The White House aide’s visit comes amid China’s tensions with Japan and the Philippines over the South China Sea.
The national security adviser of the United States, Jake Sullivan, has met China’s top diplomat Wang Yi as Beijing finds itself embroiled in security rows with key US allies.
Japan scrambled fighter jets after a Chinese military aircraft’s incursion into its airspace on Monday with a military spy plane.
Speaking at a news conference on Tuesday, Chief Cabinet Secretary Yoshimasa Hayashi said the airspace breach – the first by a military aircraft – was “not only a serious violation of Japan’s sovereignty but it also threatens our security”.
Meanwhile, the Philippine defence chief on Tuesday accused China of being the “biggest disruptor” of peace in Southeast Asia following a week of confrontations between the two countries’ ships near a flashpoint disputed shoal in the South China Sea.

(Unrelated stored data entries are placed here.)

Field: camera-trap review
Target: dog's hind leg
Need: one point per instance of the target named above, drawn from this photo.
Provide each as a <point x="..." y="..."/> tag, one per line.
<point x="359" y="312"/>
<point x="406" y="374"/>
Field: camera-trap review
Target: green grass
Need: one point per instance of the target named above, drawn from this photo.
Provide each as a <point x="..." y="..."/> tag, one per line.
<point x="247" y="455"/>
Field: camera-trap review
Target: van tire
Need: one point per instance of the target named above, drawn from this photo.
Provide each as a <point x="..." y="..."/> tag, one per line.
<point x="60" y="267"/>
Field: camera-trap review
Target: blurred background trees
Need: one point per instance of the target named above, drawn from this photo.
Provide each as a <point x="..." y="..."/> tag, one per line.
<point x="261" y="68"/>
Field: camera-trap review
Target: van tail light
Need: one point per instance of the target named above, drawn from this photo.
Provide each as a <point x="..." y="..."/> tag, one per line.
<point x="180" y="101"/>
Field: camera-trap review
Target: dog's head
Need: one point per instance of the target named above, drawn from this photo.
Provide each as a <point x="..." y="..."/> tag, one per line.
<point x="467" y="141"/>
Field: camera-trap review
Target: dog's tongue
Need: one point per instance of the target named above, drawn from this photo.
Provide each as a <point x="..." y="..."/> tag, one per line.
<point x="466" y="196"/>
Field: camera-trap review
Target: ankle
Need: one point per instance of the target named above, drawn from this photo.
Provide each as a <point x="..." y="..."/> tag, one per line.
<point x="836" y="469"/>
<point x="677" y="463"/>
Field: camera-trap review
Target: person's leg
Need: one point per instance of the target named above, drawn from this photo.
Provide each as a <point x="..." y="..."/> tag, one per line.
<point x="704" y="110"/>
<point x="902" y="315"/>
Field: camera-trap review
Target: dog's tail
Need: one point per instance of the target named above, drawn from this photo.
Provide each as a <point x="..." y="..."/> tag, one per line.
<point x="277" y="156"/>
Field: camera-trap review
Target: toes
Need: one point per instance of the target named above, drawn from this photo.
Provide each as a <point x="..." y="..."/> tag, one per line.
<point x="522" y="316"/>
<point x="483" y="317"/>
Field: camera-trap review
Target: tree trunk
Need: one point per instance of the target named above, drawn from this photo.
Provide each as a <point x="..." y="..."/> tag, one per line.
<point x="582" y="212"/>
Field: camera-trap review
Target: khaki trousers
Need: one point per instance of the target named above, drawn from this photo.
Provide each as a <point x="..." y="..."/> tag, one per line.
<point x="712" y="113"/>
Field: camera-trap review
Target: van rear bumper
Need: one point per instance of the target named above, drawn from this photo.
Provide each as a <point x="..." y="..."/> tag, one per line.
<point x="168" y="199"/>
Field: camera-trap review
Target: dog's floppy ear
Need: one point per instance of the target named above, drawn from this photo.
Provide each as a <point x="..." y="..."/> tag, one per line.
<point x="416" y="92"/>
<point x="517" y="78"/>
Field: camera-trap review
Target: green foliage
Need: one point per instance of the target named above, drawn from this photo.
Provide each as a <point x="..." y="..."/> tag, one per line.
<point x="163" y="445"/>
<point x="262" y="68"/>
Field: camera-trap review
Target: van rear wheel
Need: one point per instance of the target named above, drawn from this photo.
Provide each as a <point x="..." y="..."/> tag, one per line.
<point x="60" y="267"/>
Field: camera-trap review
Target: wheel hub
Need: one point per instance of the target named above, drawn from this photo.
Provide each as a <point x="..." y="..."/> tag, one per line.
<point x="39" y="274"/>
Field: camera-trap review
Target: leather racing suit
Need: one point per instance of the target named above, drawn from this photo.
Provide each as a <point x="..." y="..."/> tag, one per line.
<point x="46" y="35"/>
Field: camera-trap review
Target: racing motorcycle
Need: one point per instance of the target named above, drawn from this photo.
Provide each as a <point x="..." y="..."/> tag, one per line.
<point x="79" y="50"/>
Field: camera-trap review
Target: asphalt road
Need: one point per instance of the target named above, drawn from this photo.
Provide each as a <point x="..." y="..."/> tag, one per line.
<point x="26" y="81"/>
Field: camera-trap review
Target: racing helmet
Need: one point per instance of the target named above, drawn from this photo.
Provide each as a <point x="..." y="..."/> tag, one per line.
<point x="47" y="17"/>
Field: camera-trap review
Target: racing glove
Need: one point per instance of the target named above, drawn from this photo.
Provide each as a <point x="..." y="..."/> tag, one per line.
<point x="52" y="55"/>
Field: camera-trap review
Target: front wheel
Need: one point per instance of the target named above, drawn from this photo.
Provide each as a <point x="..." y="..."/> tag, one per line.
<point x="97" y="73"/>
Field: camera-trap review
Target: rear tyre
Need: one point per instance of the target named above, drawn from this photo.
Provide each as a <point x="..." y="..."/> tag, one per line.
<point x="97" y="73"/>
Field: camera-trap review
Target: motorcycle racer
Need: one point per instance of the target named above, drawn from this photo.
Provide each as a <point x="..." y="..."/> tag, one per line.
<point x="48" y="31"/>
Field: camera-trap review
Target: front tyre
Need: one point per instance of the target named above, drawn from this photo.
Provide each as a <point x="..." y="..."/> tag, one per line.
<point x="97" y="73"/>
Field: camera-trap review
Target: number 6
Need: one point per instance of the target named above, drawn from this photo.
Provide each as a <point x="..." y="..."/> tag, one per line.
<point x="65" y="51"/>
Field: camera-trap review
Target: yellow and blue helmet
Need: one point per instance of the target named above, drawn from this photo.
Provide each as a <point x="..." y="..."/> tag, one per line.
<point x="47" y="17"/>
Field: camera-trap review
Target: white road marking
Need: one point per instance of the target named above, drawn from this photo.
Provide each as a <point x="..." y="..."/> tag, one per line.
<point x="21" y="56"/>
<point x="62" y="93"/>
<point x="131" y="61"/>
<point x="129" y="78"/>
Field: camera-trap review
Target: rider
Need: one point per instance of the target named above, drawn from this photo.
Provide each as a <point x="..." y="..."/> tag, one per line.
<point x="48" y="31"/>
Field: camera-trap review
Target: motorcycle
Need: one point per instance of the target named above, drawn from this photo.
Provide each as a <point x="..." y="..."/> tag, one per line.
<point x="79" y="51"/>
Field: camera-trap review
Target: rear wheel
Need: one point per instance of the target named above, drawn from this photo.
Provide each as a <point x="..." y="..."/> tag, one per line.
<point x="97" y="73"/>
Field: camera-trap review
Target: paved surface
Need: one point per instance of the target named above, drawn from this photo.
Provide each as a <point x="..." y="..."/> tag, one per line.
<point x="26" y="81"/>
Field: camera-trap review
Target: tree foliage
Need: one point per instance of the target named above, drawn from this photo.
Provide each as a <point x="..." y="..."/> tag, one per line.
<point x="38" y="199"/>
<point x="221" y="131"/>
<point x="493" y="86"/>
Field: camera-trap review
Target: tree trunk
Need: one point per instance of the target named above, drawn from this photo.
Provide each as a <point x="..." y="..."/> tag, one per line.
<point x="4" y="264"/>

Sullivan’s plane landed at Beijing’s Capital airport just before 2pm (06:00 GMT). He was welcomed on the tarmac by US Ambassador to China Nicholas Burns and Chinese Ministry of Foreign Affairs official Yang Tao.
Sullivan met Wang at a resort on the northern outskirts of the Chinese capital, where they shook hands in front of Chinese and US flags.
In his remarks in front of journalists, Wang described China-US ties as “critical” and which have taken “twists and turns”.
“I hope, as always, the communication will be not only strategic but also substantive and, at the same time, very constructive,” he said.
Before proceeding into a closed-door meeting, Sullivan said they would discuss areas of agreement and disagreement that “need to be managed effectively and substantively”.
Busy agenda
In advance of his trip – the first by a US NSA to China since 2016 – an American official said Sullivan would discuss the South China Sea with officials in Beijing, including Wang.
“We are committed to making the investments, strengthening our alliances, and taking the common steps on tech and national security that we need to take,” the official said, referring to sweeping restrictions on US technology transfers to China imposed under President Joe Biden.
“We are committed to managing this competition responsibly … and preventing it from veering into conflict,” she added, speaking on condition of anonymity.
Washington would also press Beijing on its mounting “military, diplomatic and economic pressure” on Taiwan, the self-ruling democracy that China considers part of its territory and has not ruled out reunifying through force.
China has kept up its sabre-rattling since the inauguration this year of President William Lai Ching-te, whose party emphasises Taiwan’s separate identity.
Managing tensions
Sullivan will reiterate US concerns about China’s support for Russia’s defence industry expansion since its invasion of Ukraine.
Beijing counters that, unlike the US, it does not directly give weapons to either side.
The modern US-China relationship was launched when Henry Kissinger, then NSA to Richard Nixon, secretly visited Beijing in 1971 to lay the groundwork for normalising relations with the communist state.
Sullivan and Wang have met five times over the last year and a half – in Washington, DC, Vienna, Malta and Bangkok, as well as alongside Biden and Chinese President Xi Jinping at a November summit in California.
The meetings between Wang and Sullivan were sometimes announced only after they concluded, and the two had spent long hours together behind closed doors.
Sullivan’s visit comes months before the US elections in November.